I think we where talking past each other.

Bone marrow for example needs to continuously create Blood cells with a short lifespan. (Adult humans have roughly 20–30 × 1012 (20–30 trillion) red blood cells at any given time, comprising approximately 70% of the total human body cell number.) https://en.m.wikipedia.org/wiki/Red_blood_cell

Thus your bone marrow must create new cells at a much faster rate than average, making the average a meaningless number.

Now you might think you could design bone marrow to minimize the number of generations nessisary to produce that blood, but it does not operate with such efficiency. In large part because fewer cell generations does not mean fewer mutations.


If you check the paper, you will see it describes a scheme that minimizes the number of generations while maintaining the observed rate of cell division. The average rate of division across tissues isn't really at issue here, tissues that require fewer cells will just have a shallow hierarchy.

>"it does not operate with such efficiency"

Most likely it does not operate at max efficiency. However, since most mutations seem to occur during mitosis, it would make a lot of sense for natural selection to optimize (number of divisions)/(generations from zygote).


First, it's not the number of generations that are the direct risk. A cell that does nothing will still mutate over time. It's large numbers cells that share a few risky mutations that are the problem.

If you have a 1,000 cells that can do 30 generations without hitting programmed cell death then a single mutation that kicks that off can form a large mass without tripping your body's alarms which also share that mutation. Even if they end up as a non cancerous mass that large mass is very likely to cause problems.

On the other hand if you have 1 billion cells that can each do 10 generations and they all formed young you still get the same 1 trillion cell potential, but don't risk that single mutation as those 1 Billion cells showed up at a young age. Further, when some of those 1 million cells start growing uncontrollably they only grow to 1,000 cells before hitting programmed cell death which is a lower cancer risk.

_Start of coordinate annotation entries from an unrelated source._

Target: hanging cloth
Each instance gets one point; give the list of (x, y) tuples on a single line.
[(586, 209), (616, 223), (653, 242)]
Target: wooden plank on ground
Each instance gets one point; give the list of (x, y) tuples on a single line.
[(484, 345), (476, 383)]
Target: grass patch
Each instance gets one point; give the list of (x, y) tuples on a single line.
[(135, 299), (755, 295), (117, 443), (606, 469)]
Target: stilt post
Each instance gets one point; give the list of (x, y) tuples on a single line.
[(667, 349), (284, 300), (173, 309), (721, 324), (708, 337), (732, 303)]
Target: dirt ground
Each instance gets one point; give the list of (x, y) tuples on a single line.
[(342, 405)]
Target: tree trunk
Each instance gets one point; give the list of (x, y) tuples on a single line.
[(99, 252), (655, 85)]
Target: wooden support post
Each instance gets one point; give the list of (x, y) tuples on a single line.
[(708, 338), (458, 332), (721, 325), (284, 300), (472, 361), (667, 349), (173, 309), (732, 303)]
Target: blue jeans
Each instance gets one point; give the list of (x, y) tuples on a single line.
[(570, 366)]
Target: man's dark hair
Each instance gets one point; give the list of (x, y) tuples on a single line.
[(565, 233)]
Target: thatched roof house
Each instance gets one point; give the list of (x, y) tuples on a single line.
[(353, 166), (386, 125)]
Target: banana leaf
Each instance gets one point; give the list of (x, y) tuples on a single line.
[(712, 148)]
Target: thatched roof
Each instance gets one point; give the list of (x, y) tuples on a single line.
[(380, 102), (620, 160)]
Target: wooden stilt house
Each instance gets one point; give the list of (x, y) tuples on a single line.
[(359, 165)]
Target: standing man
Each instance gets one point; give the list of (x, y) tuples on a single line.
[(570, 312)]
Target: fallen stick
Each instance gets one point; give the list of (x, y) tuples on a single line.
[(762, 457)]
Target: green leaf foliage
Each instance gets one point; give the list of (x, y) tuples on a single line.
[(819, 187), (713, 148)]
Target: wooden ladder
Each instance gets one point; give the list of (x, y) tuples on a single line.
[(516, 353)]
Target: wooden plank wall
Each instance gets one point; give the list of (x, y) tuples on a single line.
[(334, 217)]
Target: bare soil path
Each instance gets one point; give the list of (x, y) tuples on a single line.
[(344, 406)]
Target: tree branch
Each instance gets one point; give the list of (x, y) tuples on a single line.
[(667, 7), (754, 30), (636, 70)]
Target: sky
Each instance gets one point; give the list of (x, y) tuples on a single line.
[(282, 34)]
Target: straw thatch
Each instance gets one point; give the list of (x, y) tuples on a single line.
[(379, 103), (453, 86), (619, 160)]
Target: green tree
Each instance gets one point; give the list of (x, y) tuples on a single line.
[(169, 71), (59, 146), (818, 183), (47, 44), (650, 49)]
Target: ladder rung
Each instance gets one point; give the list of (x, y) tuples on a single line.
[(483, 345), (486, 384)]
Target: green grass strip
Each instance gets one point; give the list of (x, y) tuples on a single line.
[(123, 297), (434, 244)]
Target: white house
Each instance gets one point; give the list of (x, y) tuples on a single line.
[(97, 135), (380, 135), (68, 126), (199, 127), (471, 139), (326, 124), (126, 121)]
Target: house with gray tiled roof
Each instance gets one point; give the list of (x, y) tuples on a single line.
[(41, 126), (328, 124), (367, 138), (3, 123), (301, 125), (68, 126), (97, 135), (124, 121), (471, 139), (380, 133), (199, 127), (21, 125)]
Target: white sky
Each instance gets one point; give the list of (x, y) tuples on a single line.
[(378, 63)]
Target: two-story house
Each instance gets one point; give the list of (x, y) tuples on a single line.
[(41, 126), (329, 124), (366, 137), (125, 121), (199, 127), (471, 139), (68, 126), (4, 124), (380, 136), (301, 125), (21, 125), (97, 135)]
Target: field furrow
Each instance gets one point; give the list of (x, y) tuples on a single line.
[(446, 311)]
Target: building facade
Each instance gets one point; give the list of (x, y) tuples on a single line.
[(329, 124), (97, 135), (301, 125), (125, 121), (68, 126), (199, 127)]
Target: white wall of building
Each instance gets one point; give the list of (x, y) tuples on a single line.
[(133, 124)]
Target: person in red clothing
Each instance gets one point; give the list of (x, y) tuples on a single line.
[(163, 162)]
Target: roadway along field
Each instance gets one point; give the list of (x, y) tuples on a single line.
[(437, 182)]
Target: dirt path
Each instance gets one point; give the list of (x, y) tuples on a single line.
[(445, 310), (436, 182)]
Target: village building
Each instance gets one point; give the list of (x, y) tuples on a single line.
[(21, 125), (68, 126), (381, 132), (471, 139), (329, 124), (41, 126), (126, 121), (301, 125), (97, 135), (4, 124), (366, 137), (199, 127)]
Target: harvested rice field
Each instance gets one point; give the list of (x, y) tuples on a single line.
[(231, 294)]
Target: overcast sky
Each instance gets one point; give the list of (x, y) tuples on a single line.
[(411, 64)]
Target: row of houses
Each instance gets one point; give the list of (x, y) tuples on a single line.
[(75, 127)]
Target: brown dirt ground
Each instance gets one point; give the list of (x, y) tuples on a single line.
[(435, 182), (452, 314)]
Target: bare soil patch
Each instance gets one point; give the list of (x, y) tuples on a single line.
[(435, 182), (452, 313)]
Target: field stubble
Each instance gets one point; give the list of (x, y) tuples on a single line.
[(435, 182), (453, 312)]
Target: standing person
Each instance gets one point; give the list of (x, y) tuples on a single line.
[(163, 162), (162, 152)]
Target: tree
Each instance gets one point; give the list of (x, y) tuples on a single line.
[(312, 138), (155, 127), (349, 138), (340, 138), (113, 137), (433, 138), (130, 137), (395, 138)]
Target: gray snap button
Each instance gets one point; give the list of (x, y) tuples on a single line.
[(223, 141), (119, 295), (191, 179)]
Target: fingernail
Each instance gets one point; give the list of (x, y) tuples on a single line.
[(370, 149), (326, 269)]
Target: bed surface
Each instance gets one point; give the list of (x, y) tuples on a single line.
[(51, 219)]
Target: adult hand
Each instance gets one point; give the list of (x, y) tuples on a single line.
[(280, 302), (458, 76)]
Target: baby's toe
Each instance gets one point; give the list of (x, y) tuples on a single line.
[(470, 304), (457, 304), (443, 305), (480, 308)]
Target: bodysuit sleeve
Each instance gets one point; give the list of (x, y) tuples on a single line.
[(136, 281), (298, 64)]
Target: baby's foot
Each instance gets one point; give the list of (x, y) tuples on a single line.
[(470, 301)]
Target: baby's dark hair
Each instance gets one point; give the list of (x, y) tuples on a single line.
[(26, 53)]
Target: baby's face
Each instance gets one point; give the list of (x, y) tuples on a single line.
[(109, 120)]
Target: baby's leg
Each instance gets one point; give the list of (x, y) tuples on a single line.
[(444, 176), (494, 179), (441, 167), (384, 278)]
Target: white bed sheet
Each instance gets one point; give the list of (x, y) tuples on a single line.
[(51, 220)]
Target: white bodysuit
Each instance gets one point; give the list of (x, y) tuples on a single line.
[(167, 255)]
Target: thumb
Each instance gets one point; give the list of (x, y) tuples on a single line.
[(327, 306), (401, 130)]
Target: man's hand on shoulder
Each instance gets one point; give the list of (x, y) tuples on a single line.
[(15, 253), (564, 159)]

Now sure, the body can play around with these numbers to form a crazy number of skin, gut, and blood cells from some relatively small cell pools. But, it's already playing those games while minimizing cancer risk. So, we don't have some pool of 'young' cells to solve problems late in life because it's to dangerous to keep them around.

PS: People often thing of their body's as kind of a tub of undifferentiated mass. But, cells a body structures are optimized for a huge number of problems that only become obvious with deep investigation.


>"First, it's not the number of generations that are the direct risk. A cell that does nothing will still mutate over time. It's large numbers cells that share a few risky mutations that are the problem."

If this is correct, I think you would likely be right. Do you have a reference?